Believe it or not, but the wardrobe of the First Lady of the United States (FLOTUS) is a significant part of history. What Jackie Onassis-Kennedy, Michelle Obama and, now, Melania Trump, wear are living artefacts; pieces that reveal the role of the First Lady, her political and democratic responsibilities, and how she shapes her public persona. Once worn, outfits are archived and presented by the Smithsonian Museum in their First Ladies exhibition, which is now almost a hundred years old.
Considering this, what the First Lady choses to wear on her first day in her new office is hugely significant. With one outfit-choice she gives the world a taste of her husband’s administration and of her place within it.
Michelle Obama’s first inauguration outfit is now infamous – a mixture of high-end (Jimmy Choo shoes) and high-street (J.Crew gloves), known (Nina Ricci cardigan) and unknown (Isabel Toledo dress and coat). At a basic level, Obama’s approach to her duties as First Lady were considered in the choice; Obama would go on to support American designers, in particular supporting racial diversity in the American fashion industry (Isabel Toledo is a Cuban-American designer). “First ladies traditionally stick to one designer, but Mrs. Obama made a point of wearing clothes from a wide range of young, multi-cultural designers, which sent a message of inclusiveness and great support for the fashion industry,” fashion writer told Kate Betts described to ELLE.com. In her colour choice also Obama set a precedent. Described as everything from citron to acid yellow and lemongrass, Obama refused to play a shrinking violet to her husband. It was a theme that would continue throughout her time as First Lady where she chose to work within the spotlight, very much as an individual – now she is known merely as Michelle Obama, not as the ‘President’s Wife’.
So what does Melania Trump’s Inauguration outfit tell us about her plans as First Lady? For the Inaugural Parade on Friday it was clear that Melania was looking to the past for inspiration. Wearing a powder blue shift dress, matching wrap, elbow-length gloves and heeled pumps – all by Ralph Lauren – Trump was, not surprisingly, instantly compared to Jackie Onassis-Kennedy on social media and by several news outlets. In fact, the outfit recalls Kennedy’s own Inauguration look (1961), which included a light blue Oleg Cassini skirt suit.

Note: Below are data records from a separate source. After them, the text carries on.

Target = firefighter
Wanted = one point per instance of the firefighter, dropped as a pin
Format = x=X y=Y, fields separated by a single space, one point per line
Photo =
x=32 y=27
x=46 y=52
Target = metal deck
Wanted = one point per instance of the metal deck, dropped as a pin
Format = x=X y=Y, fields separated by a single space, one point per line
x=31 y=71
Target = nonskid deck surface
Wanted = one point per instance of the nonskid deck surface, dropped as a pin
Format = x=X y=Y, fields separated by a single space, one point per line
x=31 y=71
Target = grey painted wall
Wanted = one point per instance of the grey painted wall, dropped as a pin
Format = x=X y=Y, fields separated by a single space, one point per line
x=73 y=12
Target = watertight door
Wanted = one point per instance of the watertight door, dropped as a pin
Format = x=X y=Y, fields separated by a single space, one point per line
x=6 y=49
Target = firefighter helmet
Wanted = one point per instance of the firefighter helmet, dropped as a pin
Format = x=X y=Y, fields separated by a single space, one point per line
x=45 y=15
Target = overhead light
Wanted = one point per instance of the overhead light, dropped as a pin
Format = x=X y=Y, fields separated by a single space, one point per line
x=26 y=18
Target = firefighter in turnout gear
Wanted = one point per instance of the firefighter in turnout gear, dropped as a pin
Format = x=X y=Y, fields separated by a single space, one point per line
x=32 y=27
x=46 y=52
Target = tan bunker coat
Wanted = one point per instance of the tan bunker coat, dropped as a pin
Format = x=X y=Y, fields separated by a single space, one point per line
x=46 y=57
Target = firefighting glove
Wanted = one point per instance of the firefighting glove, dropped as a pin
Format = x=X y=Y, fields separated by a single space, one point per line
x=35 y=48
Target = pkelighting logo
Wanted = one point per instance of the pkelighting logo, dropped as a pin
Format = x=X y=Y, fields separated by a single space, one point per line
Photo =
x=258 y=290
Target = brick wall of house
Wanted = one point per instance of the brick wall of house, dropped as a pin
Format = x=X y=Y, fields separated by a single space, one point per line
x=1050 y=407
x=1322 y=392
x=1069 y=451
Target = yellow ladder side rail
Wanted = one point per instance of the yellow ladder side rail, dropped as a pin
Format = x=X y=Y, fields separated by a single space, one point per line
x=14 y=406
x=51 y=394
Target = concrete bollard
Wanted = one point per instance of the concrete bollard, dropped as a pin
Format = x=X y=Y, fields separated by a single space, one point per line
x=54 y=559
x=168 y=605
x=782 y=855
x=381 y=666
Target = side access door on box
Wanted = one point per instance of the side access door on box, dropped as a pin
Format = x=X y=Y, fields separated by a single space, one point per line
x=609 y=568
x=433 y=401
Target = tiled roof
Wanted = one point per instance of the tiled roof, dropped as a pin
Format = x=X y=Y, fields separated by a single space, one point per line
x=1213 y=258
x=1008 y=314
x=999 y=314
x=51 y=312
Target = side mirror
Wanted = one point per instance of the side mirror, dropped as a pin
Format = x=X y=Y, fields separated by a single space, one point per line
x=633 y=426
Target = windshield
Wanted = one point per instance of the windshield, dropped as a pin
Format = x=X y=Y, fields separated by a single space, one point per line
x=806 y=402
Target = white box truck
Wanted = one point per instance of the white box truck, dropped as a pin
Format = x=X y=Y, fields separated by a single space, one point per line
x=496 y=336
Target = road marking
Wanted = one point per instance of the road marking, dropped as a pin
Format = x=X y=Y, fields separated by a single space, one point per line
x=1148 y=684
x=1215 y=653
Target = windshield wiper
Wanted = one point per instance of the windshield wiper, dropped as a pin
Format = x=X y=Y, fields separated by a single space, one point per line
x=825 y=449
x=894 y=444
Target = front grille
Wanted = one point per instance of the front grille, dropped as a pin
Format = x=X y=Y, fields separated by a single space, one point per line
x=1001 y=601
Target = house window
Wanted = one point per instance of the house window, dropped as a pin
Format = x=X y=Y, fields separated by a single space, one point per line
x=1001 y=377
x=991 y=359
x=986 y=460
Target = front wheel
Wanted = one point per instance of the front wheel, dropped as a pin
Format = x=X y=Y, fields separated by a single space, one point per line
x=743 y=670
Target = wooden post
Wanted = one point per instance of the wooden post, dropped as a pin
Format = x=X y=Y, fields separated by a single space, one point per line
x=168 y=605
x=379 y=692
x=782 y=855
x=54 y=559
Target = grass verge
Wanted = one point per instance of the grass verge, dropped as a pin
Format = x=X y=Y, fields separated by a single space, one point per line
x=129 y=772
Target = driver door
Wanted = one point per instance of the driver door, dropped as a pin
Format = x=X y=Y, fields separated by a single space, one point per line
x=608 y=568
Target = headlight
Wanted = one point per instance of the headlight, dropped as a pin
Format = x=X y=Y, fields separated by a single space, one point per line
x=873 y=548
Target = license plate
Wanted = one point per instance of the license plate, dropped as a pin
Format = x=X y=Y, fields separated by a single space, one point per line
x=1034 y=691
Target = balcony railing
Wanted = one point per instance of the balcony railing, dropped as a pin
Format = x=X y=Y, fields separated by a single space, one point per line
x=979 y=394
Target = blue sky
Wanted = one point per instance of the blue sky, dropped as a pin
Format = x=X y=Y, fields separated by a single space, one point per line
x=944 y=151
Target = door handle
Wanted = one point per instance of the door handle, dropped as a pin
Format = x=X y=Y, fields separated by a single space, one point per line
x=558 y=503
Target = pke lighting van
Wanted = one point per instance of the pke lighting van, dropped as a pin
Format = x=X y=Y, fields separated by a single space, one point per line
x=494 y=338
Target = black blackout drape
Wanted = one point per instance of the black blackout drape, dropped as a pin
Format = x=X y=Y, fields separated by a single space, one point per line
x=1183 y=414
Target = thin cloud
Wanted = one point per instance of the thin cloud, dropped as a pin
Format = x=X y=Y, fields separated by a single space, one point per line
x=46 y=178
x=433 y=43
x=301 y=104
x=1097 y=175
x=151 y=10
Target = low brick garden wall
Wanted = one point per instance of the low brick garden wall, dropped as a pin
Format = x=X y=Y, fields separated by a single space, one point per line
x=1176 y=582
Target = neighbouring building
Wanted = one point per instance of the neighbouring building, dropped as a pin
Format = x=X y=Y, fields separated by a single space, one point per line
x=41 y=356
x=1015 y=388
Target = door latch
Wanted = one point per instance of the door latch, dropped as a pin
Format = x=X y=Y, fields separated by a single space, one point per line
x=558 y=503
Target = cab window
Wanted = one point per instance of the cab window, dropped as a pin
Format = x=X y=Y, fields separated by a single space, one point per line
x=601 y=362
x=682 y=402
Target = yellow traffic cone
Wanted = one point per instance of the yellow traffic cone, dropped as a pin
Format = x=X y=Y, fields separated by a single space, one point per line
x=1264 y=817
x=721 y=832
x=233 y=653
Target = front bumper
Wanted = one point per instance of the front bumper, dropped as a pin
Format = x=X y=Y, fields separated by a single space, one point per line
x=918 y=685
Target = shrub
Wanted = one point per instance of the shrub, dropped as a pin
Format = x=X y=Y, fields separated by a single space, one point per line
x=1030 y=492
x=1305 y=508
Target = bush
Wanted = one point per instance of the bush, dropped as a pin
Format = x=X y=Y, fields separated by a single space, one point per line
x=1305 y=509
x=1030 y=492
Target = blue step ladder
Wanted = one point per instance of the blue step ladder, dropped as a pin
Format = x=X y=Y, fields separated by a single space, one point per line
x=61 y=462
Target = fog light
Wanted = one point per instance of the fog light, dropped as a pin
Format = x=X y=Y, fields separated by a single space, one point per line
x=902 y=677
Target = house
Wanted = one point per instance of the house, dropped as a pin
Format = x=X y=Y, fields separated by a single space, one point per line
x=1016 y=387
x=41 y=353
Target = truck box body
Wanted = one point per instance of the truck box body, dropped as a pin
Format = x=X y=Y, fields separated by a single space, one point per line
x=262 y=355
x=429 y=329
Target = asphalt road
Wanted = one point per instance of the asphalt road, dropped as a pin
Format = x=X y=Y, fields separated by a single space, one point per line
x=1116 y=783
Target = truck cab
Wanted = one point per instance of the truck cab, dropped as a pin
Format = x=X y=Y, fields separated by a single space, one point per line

Melania’s choice of designer too is significant. Alongside cowboys and apple pie, Ralph Lauren is quintessentially American. As the New York Times Online described the choice, “Mr. Lauren is a designer who has built an empire on the mythology of the American dream”. A perfect match for the self-made Trump family and the Slovenian model turned First Lady.
Perhaps this tried-and-tested, by the numbers outfit, so evocative of America’s most iconic First Lady, is in answer to criticism that Trump is not ‘First Lady material’; a criticism that by default considers Donald Trump as not ‘President material’. It suggests that Melania Trump is taking a step backwards to the traditional sense of First Lady waiting on the side-lines.
In one outfit Melania Trump poses the question of a second ‘Camelot’; a Trump dynasty that rivals the Kennedys’. Will she and her husband be successful? Can Melania appropriate the Jackie O legacy to become a First Lady of equal significance, married to a President whose term rivals John F. Kennedy’s? Only time will tell. What is certain though is that she has some large shoes (or would that be a large light pink pillbox hat?) to fill.